After watching the State of the Union address, Peggy Noonan penned an eloquent column on the distance between Washington, D.C., and the country it dominates.

If you read nothing else today, please read Peggy’s column. The former Reagan speechwriter opens with a gemlike bit of prose:

The State of the Union was a spectacle of delusion and self-congratulation in which a Congress nobody likes rose to cheer a president nobody really likes. It marked the continued degeneration of a great and useful tradition. Viewership was down, to the lowest level since 2000.

This year's innovation was the Parade of Hacks. It used to be the networks only showed the president walking down the aisle after his presence was dramatically announced. Now every cabinet-level officeholder marches in, shaking hands and high-fiving with breathless congressmen. And why not?

No matter how bland and banal they may look, they do have the power to destroy your life—to declare the house you just built as in violation of EPA wetland regulations, to pull your kid's school placement, to define your medical coverage out of existence. So by all means attention must be paid and faces seen.

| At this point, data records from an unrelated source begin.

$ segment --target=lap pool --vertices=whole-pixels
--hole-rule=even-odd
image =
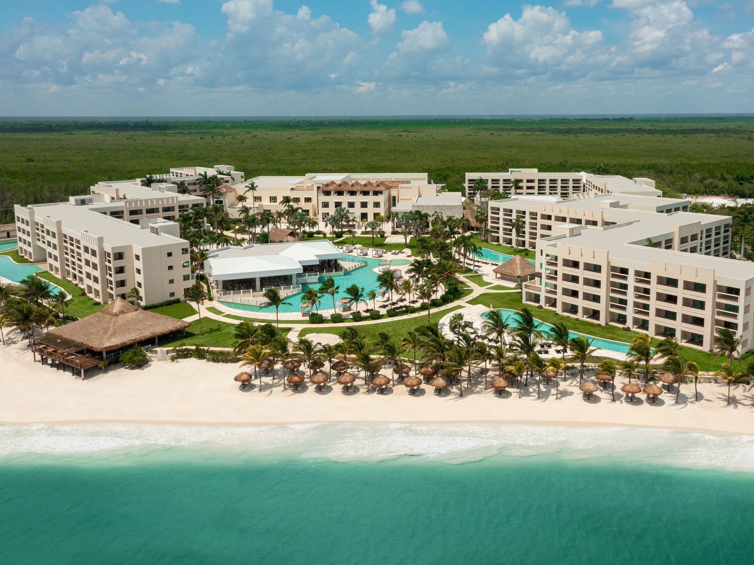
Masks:
[[[518,319],[518,312],[516,312],[516,310],[499,310],[498,311],[501,313],[504,316],[513,316],[511,320],[509,321],[512,321],[513,319]],[[485,314],[483,314],[483,316],[485,316]],[[542,322],[541,320],[537,320],[537,322],[539,322],[542,325],[543,331],[549,331],[553,328],[552,325],[547,323],[546,322]],[[567,325],[568,323],[567,321],[566,321],[566,322]],[[601,350],[608,350],[608,351],[615,351],[618,353],[628,353],[628,348],[630,345],[629,344],[624,344],[621,341],[613,341],[612,340],[602,339],[602,337],[595,337],[593,335],[587,335],[586,334],[579,334],[576,331],[569,331],[569,336],[570,337],[571,339],[573,339],[574,337],[586,337],[587,339],[591,341],[593,347],[599,347]]]
[[[354,270],[349,271],[344,275],[333,277],[335,279],[336,286],[340,287],[338,292],[335,295],[336,304],[337,304],[339,298],[348,298],[345,294],[345,289],[351,285],[357,285],[358,286],[363,287],[365,292],[369,292],[370,290],[378,290],[379,286],[377,284],[377,273],[374,273],[372,270],[377,268],[380,263],[390,261],[390,264],[392,267],[408,265],[411,264],[411,261],[409,259],[389,259],[387,257],[379,259],[372,258],[371,257],[360,257],[358,258],[366,260],[366,266],[360,267],[358,269],[354,269]],[[285,299],[285,301],[290,304],[280,306],[280,312],[301,312],[302,294],[309,289],[319,289],[322,284],[321,282],[324,279],[324,276],[320,277],[320,282],[317,284],[302,285],[301,292],[291,295],[287,297]],[[235,302],[225,302],[223,301],[220,301],[220,302],[225,306],[229,306],[230,307],[235,308],[236,310],[245,310],[251,312],[269,312],[271,313],[274,313],[275,312],[275,309],[272,306],[268,306],[267,307],[262,308],[252,304],[241,304]],[[369,305],[371,309],[371,301],[369,302]],[[325,295],[322,297],[322,299],[320,301],[319,310],[333,310],[333,298],[330,295]]]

Peggy lists some of the things that are happening now that once would not have happened previously: a government defying religious liberty and taking on an order of Catholic nuns who have done nothing more offensive than taking care of the indigent elderly; disadvantaged children in Louisiana being deprived of a chance for a better education by government decree, and conservatives being harassed by a powerful government agency (the IRS) because of their political philosophy.

Washington sees the disaffection. They read the polls, they know.

They call it rage. But it feels more like grief. Like the loss of something you never thought you'd lose, your sense of your country and your place in it, your rights in it.